## Q1) Given the normalized data named "SiesmicEventsClassification_Normalized", and the target is clustering between the noise and seismic event waveforms in a self-supervised/unsupervised manner, do the following:


1. Divide the dataset into an 80% training set and a 20% testing set.

2. Determine the ideal U-Net architecture that minimizes the reconstruction error on the testing dataset.

3. Utilize the latent representation from the bottleneck layer to cluster seismic and noise waveforms, for instance, by employing the K-means algorithm.

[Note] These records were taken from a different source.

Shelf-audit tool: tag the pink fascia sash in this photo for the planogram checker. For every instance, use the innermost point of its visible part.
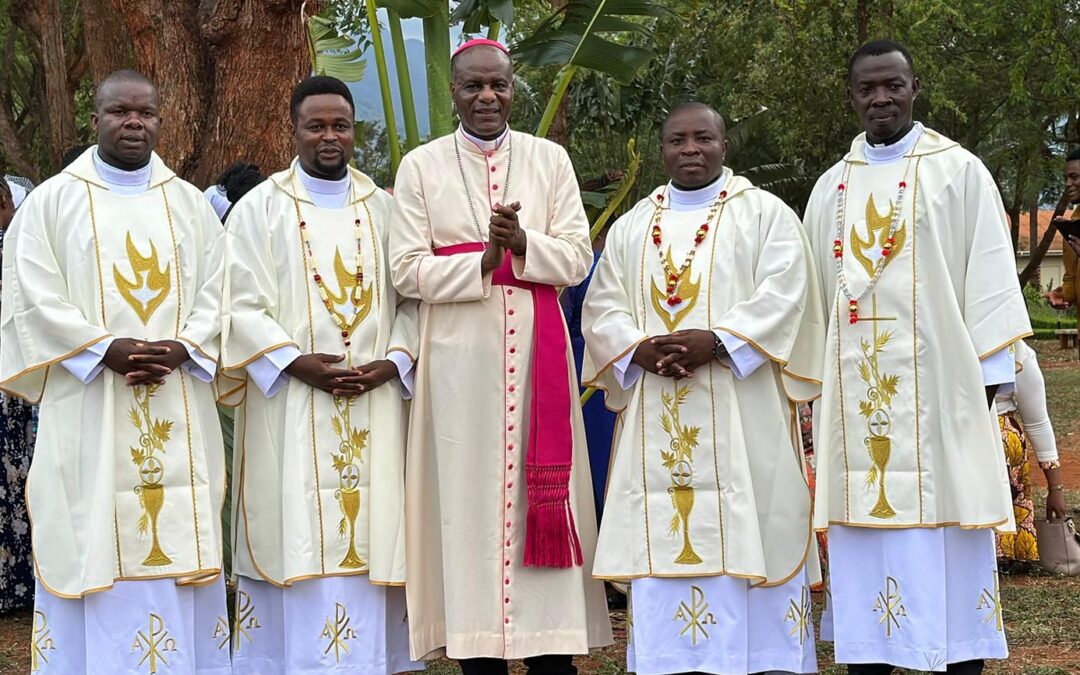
(551, 536)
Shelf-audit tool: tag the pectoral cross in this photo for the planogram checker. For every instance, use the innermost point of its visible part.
(874, 316)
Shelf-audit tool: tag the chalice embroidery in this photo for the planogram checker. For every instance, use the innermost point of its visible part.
(347, 463)
(153, 435)
(678, 460)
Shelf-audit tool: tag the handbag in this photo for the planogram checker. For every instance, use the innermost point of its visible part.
(1058, 547)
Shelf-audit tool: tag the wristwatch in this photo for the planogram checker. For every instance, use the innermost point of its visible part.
(718, 350)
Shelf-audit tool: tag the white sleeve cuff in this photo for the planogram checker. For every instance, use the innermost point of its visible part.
(405, 374)
(268, 370)
(743, 358)
(88, 364)
(999, 367)
(199, 366)
(628, 373)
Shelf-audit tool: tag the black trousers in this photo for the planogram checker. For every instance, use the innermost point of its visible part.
(548, 664)
(964, 667)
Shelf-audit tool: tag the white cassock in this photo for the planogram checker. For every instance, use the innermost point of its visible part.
(707, 508)
(319, 490)
(126, 485)
(469, 590)
(910, 471)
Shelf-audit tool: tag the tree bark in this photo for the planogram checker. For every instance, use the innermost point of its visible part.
(257, 62)
(225, 70)
(108, 44)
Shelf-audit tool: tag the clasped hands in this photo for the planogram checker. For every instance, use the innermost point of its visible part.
(318, 372)
(144, 362)
(677, 354)
(504, 233)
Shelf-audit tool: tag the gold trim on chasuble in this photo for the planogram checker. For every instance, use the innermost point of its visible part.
(41, 642)
(880, 387)
(338, 632)
(694, 616)
(145, 295)
(678, 460)
(151, 284)
(347, 310)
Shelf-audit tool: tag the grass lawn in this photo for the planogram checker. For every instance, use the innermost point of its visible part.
(1041, 611)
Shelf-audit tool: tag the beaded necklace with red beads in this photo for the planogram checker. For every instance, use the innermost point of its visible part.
(672, 274)
(337, 318)
(841, 202)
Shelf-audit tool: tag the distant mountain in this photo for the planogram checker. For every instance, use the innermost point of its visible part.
(366, 92)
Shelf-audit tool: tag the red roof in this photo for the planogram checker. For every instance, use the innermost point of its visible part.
(1044, 217)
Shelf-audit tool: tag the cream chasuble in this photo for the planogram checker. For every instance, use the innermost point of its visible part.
(468, 589)
(320, 478)
(706, 478)
(904, 436)
(126, 483)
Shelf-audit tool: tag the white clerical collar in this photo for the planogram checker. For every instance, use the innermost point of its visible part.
(325, 193)
(883, 154)
(486, 146)
(123, 181)
(700, 198)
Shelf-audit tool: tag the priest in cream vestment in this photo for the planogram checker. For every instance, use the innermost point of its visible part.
(707, 508)
(500, 535)
(912, 244)
(313, 331)
(111, 314)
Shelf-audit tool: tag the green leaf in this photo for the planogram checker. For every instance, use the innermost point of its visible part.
(576, 39)
(690, 436)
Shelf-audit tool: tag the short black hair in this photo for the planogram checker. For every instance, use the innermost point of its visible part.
(239, 179)
(454, 59)
(121, 77)
(877, 48)
(693, 105)
(315, 85)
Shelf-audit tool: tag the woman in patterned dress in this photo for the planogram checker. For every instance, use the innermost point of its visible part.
(1024, 423)
(16, 447)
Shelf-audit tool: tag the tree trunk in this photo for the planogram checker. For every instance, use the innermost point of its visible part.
(108, 44)
(1040, 252)
(1033, 234)
(225, 69)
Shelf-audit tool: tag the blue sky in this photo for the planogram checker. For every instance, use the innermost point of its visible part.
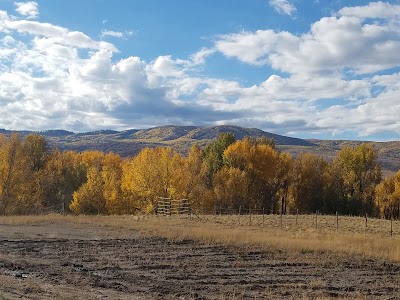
(310, 69)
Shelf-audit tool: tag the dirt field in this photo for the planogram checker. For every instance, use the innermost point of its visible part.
(63, 260)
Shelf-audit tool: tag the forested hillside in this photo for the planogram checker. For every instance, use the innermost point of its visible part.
(226, 172)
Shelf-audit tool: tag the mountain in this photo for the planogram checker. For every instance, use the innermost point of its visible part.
(130, 142)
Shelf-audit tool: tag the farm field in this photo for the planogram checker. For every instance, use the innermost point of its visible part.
(68, 257)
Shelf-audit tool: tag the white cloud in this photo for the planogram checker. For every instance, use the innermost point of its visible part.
(283, 7)
(116, 34)
(326, 80)
(382, 10)
(27, 9)
(324, 49)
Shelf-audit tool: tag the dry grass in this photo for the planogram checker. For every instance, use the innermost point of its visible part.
(353, 238)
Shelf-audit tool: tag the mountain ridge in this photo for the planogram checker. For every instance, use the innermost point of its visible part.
(129, 142)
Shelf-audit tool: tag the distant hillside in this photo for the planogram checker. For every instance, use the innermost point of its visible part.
(181, 138)
(130, 142)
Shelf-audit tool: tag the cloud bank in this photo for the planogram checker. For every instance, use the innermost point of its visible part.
(342, 76)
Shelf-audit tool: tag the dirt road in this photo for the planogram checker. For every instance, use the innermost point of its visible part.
(80, 261)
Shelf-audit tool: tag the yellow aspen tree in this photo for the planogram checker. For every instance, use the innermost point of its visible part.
(112, 177)
(16, 177)
(148, 176)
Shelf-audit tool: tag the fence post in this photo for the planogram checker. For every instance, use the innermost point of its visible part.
(337, 221)
(391, 224)
(263, 217)
(250, 215)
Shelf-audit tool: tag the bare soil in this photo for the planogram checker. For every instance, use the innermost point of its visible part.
(61, 260)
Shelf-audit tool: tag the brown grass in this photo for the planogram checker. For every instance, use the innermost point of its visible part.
(353, 238)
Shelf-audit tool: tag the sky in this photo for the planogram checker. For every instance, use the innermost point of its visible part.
(308, 69)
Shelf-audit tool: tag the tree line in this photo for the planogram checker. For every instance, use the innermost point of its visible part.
(229, 173)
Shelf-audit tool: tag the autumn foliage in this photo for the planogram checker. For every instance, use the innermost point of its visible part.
(249, 173)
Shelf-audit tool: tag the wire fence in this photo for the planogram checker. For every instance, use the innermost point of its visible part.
(304, 221)
(54, 209)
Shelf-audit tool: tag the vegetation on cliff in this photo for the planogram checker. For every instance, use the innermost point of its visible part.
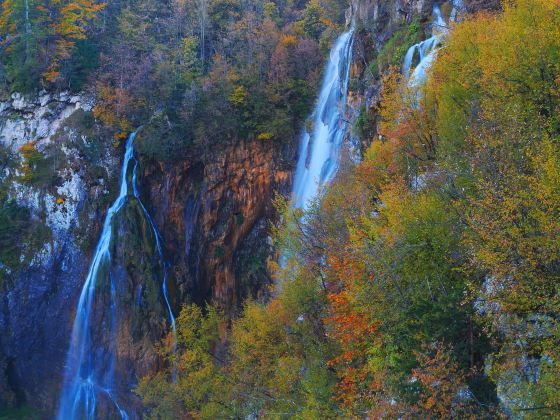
(425, 282)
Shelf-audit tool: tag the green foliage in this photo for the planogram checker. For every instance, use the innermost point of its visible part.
(394, 50)
(365, 124)
(424, 282)
(20, 236)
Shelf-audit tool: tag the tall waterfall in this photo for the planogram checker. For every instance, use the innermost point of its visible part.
(319, 151)
(425, 51)
(90, 362)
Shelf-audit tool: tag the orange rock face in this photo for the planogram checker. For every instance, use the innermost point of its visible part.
(211, 210)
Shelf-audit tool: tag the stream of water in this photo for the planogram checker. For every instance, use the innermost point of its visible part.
(90, 364)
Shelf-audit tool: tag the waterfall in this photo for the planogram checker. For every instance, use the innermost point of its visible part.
(425, 51)
(319, 151)
(90, 365)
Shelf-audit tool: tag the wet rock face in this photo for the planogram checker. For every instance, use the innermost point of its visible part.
(210, 207)
(76, 164)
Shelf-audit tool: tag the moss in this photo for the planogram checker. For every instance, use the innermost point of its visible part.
(394, 50)
(20, 236)
(365, 124)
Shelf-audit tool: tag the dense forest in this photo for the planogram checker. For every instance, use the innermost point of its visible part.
(422, 282)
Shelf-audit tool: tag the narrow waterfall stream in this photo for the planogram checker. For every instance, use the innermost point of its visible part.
(319, 151)
(90, 363)
(425, 51)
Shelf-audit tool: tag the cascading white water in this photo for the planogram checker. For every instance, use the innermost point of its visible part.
(90, 365)
(319, 151)
(426, 50)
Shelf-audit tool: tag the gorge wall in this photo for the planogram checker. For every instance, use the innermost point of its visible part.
(212, 209)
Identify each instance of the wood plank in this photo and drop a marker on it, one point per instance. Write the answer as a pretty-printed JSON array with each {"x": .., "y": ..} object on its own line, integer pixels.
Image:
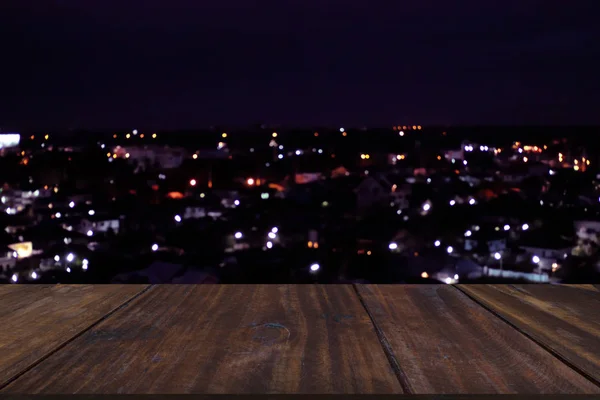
[
  {"x": 224, "y": 339},
  {"x": 446, "y": 343},
  {"x": 37, "y": 319},
  {"x": 563, "y": 318}
]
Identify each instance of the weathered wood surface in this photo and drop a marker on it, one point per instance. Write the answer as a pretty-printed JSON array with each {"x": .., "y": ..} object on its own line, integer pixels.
[
  {"x": 224, "y": 339},
  {"x": 565, "y": 319},
  {"x": 446, "y": 343},
  {"x": 36, "y": 320}
]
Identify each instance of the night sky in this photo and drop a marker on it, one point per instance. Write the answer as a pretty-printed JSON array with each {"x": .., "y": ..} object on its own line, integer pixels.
[{"x": 194, "y": 63}]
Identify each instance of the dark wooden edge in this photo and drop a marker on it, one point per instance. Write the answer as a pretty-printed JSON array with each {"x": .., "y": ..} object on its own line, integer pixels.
[
  {"x": 540, "y": 343},
  {"x": 69, "y": 340},
  {"x": 386, "y": 346}
]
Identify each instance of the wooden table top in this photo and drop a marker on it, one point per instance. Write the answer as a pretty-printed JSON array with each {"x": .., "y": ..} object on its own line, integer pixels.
[{"x": 364, "y": 339}]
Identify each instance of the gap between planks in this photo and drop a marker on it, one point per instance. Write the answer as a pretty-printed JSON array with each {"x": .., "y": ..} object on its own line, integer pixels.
[
  {"x": 386, "y": 346},
  {"x": 540, "y": 343},
  {"x": 34, "y": 364}
]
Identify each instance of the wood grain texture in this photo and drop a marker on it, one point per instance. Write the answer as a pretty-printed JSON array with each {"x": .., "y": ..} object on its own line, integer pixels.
[
  {"x": 446, "y": 343},
  {"x": 563, "y": 318},
  {"x": 37, "y": 319},
  {"x": 224, "y": 339}
]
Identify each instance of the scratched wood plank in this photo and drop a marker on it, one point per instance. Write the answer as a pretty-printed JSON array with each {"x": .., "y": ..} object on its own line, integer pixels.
[
  {"x": 224, "y": 339},
  {"x": 564, "y": 318},
  {"x": 446, "y": 343},
  {"x": 37, "y": 319}
]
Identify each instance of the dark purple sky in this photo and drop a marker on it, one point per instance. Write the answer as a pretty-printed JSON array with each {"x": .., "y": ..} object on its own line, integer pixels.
[{"x": 170, "y": 64}]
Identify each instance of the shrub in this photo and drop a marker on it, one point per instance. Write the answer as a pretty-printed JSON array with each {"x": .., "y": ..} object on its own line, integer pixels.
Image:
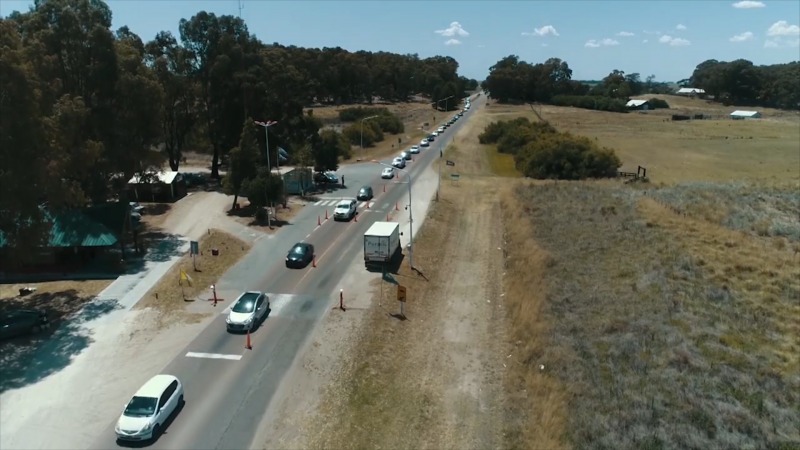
[
  {"x": 595, "y": 102},
  {"x": 372, "y": 133},
  {"x": 541, "y": 152}
]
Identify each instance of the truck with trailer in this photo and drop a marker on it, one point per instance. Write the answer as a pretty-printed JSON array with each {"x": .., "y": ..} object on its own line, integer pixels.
[{"x": 381, "y": 242}]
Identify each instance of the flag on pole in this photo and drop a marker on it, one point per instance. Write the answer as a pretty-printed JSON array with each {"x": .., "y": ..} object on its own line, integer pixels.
[
  {"x": 283, "y": 155},
  {"x": 185, "y": 277}
]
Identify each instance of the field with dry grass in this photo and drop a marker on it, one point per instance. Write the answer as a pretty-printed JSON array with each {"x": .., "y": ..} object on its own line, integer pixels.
[
  {"x": 171, "y": 296},
  {"x": 698, "y": 150}
]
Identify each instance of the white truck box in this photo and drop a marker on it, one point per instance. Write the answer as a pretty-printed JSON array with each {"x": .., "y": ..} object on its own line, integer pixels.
[{"x": 381, "y": 242}]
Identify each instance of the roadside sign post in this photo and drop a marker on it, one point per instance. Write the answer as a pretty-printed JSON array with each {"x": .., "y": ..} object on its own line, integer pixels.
[
  {"x": 194, "y": 249},
  {"x": 401, "y": 297}
]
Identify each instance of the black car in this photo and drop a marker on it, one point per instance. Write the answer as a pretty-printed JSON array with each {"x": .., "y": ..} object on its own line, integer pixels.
[
  {"x": 365, "y": 193},
  {"x": 19, "y": 322},
  {"x": 326, "y": 178},
  {"x": 300, "y": 255}
]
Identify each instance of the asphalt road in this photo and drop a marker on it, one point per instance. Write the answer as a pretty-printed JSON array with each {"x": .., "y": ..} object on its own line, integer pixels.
[{"x": 226, "y": 398}]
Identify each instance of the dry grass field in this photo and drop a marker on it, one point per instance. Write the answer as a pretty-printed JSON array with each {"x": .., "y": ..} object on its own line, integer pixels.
[
  {"x": 660, "y": 315},
  {"x": 767, "y": 150}
]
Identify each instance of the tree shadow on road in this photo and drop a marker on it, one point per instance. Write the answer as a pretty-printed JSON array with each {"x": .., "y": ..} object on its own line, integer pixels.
[{"x": 29, "y": 359}]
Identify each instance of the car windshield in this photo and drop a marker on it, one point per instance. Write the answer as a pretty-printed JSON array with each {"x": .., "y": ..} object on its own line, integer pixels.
[
  {"x": 245, "y": 304},
  {"x": 141, "y": 407}
]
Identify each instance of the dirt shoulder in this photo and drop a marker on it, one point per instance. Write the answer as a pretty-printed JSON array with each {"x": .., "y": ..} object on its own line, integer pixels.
[{"x": 435, "y": 380}]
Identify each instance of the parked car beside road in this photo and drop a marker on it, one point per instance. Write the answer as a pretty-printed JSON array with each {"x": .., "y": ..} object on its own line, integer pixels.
[
  {"x": 249, "y": 309},
  {"x": 345, "y": 210},
  {"x": 149, "y": 409}
]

You can also use PCA for dimension reduction before applying K-means if the latent representation is large.

4. Reiterate all the preceding steps using frequency or time-frequency transformed data as input for the network.

## Q2) Denoising and Interpolating Marmousi2 Data

Given the Marmousi2 data, you are willing to denoise and interpolate the seismic data simultaneously. To prepare the input and output of the network, use the following code:


In [None]:
import torch
import random

# Small value to prevent division by zero in SNR
epsilon = 1e-10

# Example data with shape (30, 1000, 200)
dat = torch.tensor(data)  # Convert to tensor
num_shots = dat.shape[0]
shots_per_noise_level = 10

# Define different levels of noise (standard deviations)
noise_levels = torch.linspace(0.5, 1, shots_per_noise_level)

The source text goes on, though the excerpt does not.